J'insiste beaucoup plus sur ce pantalon de Rezzonico. C'est un bœuf qui ne sait pas un mot de français, et qui est assez épais pour ne me pas connaître. Mais ce n'est pas à lui que j'écris, c'est au cardinal Passionei, homme de beaucoup d'esprit, homme de lettres, et qui fait de Rezzonico le cas qu'il doit. Il y a longtemps qu'il m'honore de ses bontés. Je ne demande à mr le duc de Choiseul rien autre chose sinon qu'il ait la bonté de faire donner cours à mon paquet. La grâce est légère, mais je la demande très instamment. Monsieur le comte de Choiseul, protégez moi dans cette importante négociation.
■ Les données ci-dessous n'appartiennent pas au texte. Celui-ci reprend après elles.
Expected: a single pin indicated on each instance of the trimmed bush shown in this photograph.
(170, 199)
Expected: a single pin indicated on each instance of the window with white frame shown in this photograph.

Je demande 3 ridicules à Rezzonico, qu'il m'en accorde un cela me suffira, et s'il me refuse, il n'y a rien de perdu, pas même mon crédit en cour de Rome.

Comment, mes procès terminés! Dieu m'en préserve! Il faut que mad. Denis vous ait parlé de quelques ancien procès. Mais pour peu que dans ce monde on ait un champ et un pré, ou qu'on fasse bâtir une église, ou qu'on fasse une ode comme mr le Brun on est en guerre. Mais je ne sais point de plus sotte guerre que celle qu'on a faite aux Anglais sans avoir cent vaisseaux de ligne, et quarante mille hommes de marine.

Divins anges si l'abbé Coyer parle comme il écrit il doit être fort aimable. Mais ma mère qui avait vu Despréaux disait que c'était un bon livre et un sot homme.

La nièce, la pupille et l'oncle baisent le bout de vos ailes.

Pour dieu que mon paquet parte, c'est tout ce que je veux, et point de recommandation. Je veux bien être ridicule mais je ne veux pas que mes protecteurs le soient. Priez mr le comte de Choiseul de faire mettre mon paquet romain à la poste par un de ses laquais. C'est assez pour Rezzonico et pour moi.